Когда из праздничной иллюминации видишь только гирлянду проходящего мимо скорого в ночи и над головой – мелкие лампочки созвездий, на жизнь смотришь совершенно не так, иначе. Видна её изнанка, все узелки. Хорошо это или плохо? Да так уж выпало: кому что видно, а которому какое повидать.
Горечь любви
Каждое новое осеннее утро округа будто после стрига2 – немного непохожа на себя прежнюю и непривычна себе более, нежели прочим.
Приличная проседь трав гладко зачёсана набок, травинка к травинке, волосок к волоску. Пробор тропинки слегка влажен, и розоватый, тёплый на взгляд от косого рассветного луча, побуждает прикоснуться, вдохнуть вкусный запах жизни. Так тянет ощутить сладкий аромат затылка ребёнка, что не пивал ещё ничего, кроме молока матери, как и земля ранней осенью, до дождей – ничего, кроме росы.
Поверх кленовых листов, повсюду – набросанный ветром пепел лета. На пару с ночным морозцем рассуждали они после первой росы, как водится промеж мужиками: сперва о другах, после о недругах, а засим – про того, кто больше горой за округу. Да и чья она, из конца в конец и в конце концов!
Неловко бритый по утерянной за лето привычке, пригорок порывался вмешаться. Но третий – повсегда лишний, да часто и вовсе оборачивается лихом. Двое дерутся – третий не мешайся, окажешься виноват, вот и молчит пригорок, скрипит белыми зубами корней травы, мнёт землю, мешая её с песком.

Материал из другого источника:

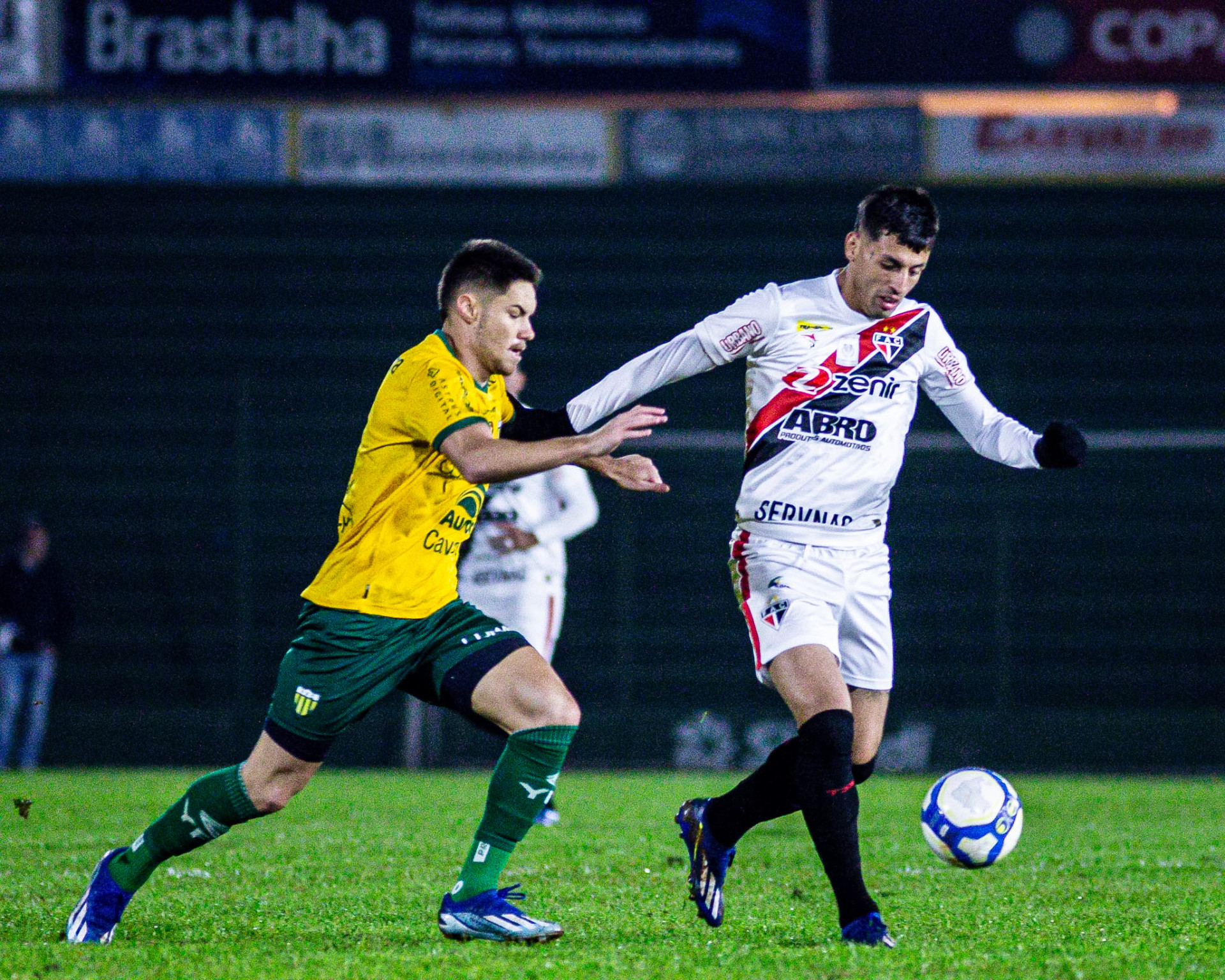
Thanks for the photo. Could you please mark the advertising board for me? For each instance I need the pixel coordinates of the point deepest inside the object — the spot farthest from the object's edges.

Нет-нет и выползет какая букашка из той тесноты, почнёт искать другое место, поспокойнее, добредёт до ближайшего пня, да там уж, из последних сил завернётся в жёсткую циновку коры и уснёт, шепча про неугомонных, слабых в науках, крепких задним умом… Но всё, впрочем, без злобы, не досадуя, а как бы даже сокрушаясь об спорщиках, как о малых детях.
А где уж тот жук набрался уму-разуму, как не у того же самого ветра, где везде бывал и всё видал.

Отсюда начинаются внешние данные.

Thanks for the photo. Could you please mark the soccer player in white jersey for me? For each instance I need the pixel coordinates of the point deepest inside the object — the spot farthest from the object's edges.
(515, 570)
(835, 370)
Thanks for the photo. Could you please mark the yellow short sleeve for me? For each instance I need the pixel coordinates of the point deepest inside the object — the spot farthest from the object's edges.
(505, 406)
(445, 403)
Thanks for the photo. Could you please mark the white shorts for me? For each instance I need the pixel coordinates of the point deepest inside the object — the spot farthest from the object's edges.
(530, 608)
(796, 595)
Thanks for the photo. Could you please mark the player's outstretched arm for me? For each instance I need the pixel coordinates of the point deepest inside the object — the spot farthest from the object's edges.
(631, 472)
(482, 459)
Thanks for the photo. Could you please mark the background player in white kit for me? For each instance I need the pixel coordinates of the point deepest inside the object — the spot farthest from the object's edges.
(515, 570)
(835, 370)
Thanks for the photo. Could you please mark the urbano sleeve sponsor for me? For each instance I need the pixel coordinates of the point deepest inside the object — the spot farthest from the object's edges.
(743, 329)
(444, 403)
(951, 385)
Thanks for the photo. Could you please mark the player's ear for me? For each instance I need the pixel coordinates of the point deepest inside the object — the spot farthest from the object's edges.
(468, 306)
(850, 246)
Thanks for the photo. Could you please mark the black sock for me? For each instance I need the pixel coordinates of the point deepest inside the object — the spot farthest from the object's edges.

В глянце красных щёк калины отражается небо, и неясный тот ясный лик, изливаясь по капле на каждую ягодку, питает затаённую горечь любви к своей земле, к которой приникает, рано или поздно всяк живущий. И ничего не поделать с тем, кроме как любоваться ею, пока и сколько дано.
За просто так
В юности я был горяч. Не то, что теперь. За другого вступлюсь, само собой, не задумаюсь, а за себя – рассужу много раз, стою ли собственного беспокойства. А в те годы… Насмерть поругался с дедом. Вычеркнул он меня из своей жизни, не простил.
Впрочем, коли задуматься, тогда я вступился не за себя, а за мать. За что и был по сути проклят.

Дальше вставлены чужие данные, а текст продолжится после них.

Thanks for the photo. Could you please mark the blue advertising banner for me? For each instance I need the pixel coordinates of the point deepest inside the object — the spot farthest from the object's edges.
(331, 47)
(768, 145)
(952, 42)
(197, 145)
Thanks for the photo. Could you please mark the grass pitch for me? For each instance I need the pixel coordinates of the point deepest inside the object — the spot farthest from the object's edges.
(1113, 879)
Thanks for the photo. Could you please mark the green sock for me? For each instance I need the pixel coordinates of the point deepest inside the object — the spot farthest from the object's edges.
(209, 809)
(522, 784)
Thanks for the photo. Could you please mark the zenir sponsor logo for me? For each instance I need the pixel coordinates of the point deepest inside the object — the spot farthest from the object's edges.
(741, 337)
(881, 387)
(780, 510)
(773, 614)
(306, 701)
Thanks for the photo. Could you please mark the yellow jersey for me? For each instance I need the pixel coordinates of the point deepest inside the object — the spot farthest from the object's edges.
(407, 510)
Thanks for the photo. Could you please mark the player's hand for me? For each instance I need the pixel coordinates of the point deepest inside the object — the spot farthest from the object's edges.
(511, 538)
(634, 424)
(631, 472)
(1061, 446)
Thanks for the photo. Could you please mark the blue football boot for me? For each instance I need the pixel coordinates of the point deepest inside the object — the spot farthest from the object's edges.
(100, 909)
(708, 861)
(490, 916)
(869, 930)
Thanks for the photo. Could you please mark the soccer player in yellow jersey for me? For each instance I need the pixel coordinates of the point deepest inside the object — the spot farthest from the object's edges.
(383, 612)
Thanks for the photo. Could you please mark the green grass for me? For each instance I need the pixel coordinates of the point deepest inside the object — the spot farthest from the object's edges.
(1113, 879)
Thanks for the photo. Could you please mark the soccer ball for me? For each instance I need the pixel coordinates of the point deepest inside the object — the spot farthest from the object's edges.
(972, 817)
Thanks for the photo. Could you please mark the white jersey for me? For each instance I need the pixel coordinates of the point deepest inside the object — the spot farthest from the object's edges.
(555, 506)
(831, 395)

А дело было так. За круглым бабушкиным столом собрались все, кроме неё. Год, который прошёл после того, как она однажды утром не проснулась, и он совершенно ясно показал – кто в нашей большой семье надежда и опора, кто её душа, вокруг кого кружатся планеты наших жизней, составляя звёздную систему, в центре которой тёплым солнышком тихо сияет бабушка. Маленькая, несуетливая, не суетная, обстоятельная, ловкие руки которой не знали отдыха. Ими она крутила котлеты, шила пальто и вязала салфетки, лепила пирожки, с лёгкостью двигала по комнате тяжеленные шкафы, подставив под низкие ножки мокрые тряпки, дабы перекрасить полы. Ко всему прочему бабушка была неисчерпаемый кладезь знаний, кои к месту выуживала из обширной памяти, и, – бриллиантом в диадеме достоинств, – заодно была знатной рисовальщицей.
Мир без бабушки сделался другим. Сколь бы ни было людей вокруг, оказалось они не способны заполнить пространство, некогда занятое бабушкой и её бесчисленными о нас хлопотами.
Год без неё не летел, он скрипел телегой, не попадая в колею Вечности, то и дело проваливаясь в рытвины и застревая на размытых слезами, скользких от того булыжниках. Поминальный по бабушке стол ломился от блюд, среди которых не было кушаний, сделанных бабушкиными руками, и от того гляделся нелепо.